CAIRO: A bomb blast just beside Egypt’s foreign ministry killed three policemen on Sunday, authorities said, in the most serious attack in Cairo in almost three months.

There was no immediate claim of responsibility for the bombing, which killed two police lieutenant colonels and a recruit, according to the foreign ministry. But the operation resembled ones carried out by insurgents seeking to topple the U.S.-backed government, underlining security challenges facing President Abdel Fattah al-Sisi, who has just completed 100 days in office.

Sisi has pushed through some badly-needed economic reforms such as a rise in fuel prices. But tackling militants - an issue that has dogged one Egyptian leader after another - is far from easy.

Egypt has faced rising militant violence since Sisi deposed President Mursi last year after mass protests against his rule and cracked down on his Muslim Brotherhood movement.

The challenge has become more complex since Islamic State militants seized parts of Iraq and Syria in June and declared a caliphate, inspiring other militant groups including some based along Egypt’s border with chaotic Libya. Islamic State established ties with Sinai-based Ansar Bayt al-Maqdis and has been coaching Egypt’s most lethal militant organisation, security officials and an Ansar commander told Reuters.

Smoke rose and people ran after Sunday’s blast along a sidewalk in the neighbourhood of Boulaq bu Eila, just behind the Foreign Ministry, which is located in a high rise building beside the Nile. There was no damage to the Foreign Ministry building and work was proceeding normally, though security had been tightened, a source in the ministry told Reuters. Airport authorities said they were also taking greater precautions.

The last significant attack in Cairo was on June 30, when two policemen died trying to defuse bombs planted by militants near the presidential palace. Sunday’s blast caused a tree to fall on a car. Blood stained a busy intersection beside a crowded market. While the death toll was low, any attack in the capital is bound to cast doubt over the effectiveness of security forces, who have vowed to end militant bloodshed that has hammered the tourism industry, a pillar of the economy.

Sisi has repeatedly expressed concerns about militancy in Egypt and other parts of the Middle East. Security forces have killed hundreds of Muslim Brotherhood supporters, arrested thousands and put top leaders on trial, severely weakening what was once Egypt’s most organised political group. But tackling Ansar and other militant groups has proven more difficult despite several army operations. The Brotherhood says it is committed to peaceful activism.

Egyptian authorities make no distinction between the Brotherhood and groups such as Ansar, which has in recent weeks beheaded several people it has identified as spies for Israeli intelligence, suggesting it has become more radical. The Egyptian state has crushed militant groups in the past but they often recover.

In the 1990’s, militants staged attacks against government officials and foreign tourists. It took then President Hosni Mubarak years to defeat them. Egypt suffered other losses on Sunday. Six soldiers were killed after a military aircraft crashed due to a technical failure, the army spokesman said. Moreover, an Egyptian military aircraft crashed on a training mission on Sunday after a technical failure, killing six soldiers, the army said. The aircraft came down about 100 kilometres (60 miles) south of Cairo, an army statement said.

‘During military training, a technical failure led to the crash of an aircraft carrying troops in Kom Aushim in Fayoum province killing six soldiers and injuring one,’ the army said. No further details about the accident, including the type of the aircraft, were immediately available.

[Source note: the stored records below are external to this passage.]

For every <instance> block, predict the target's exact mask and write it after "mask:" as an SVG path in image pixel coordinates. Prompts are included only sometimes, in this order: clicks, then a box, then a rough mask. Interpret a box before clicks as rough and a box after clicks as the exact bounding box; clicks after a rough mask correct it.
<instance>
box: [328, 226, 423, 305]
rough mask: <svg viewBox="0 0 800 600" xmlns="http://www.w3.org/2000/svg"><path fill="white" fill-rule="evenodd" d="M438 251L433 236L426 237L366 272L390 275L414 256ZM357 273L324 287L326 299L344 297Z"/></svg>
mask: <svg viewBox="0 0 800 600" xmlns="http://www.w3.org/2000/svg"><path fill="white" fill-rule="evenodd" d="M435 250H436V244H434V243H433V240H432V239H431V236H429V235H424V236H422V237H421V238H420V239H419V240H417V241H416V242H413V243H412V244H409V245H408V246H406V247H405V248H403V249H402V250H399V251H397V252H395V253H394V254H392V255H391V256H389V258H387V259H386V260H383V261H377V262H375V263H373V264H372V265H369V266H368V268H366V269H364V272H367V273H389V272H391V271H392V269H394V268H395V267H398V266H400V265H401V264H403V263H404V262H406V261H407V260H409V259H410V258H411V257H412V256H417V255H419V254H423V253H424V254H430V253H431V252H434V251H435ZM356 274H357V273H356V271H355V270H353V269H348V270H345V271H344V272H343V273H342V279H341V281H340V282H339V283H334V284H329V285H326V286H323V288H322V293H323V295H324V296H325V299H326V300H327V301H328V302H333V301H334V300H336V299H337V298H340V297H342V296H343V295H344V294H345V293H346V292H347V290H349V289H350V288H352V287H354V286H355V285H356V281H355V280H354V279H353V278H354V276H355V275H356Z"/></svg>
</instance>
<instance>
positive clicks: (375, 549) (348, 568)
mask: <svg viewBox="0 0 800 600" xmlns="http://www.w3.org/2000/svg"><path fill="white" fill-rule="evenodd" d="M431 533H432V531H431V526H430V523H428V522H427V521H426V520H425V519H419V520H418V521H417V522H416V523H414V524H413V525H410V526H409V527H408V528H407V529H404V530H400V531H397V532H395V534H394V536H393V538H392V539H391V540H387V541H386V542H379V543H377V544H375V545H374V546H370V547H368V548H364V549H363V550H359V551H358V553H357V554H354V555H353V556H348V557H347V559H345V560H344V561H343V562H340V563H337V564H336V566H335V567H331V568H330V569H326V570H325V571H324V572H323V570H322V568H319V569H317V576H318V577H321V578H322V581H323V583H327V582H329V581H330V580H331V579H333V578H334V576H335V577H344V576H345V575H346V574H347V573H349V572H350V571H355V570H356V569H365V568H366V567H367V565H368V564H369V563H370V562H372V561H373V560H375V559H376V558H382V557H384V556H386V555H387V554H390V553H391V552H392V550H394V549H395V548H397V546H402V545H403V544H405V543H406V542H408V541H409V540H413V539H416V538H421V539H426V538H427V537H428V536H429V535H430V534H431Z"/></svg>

Army Chief Sedky Sobhy ordered an investigation into the crash, the statement added. On January 25, five soldiers were killed when their helicopter was shot down by militants in the Sinai Peninsula where troops are battling an insurgency.

Militants have carried out deadly attacks against security forces in the peninsula and in cities including Cairo since the army ousted president Morsi in July last year. On Sunday, two policemen were killed and six people were wounded when a bomb exploded near a checkpoint outside the foreign ministry headquarters in the capital.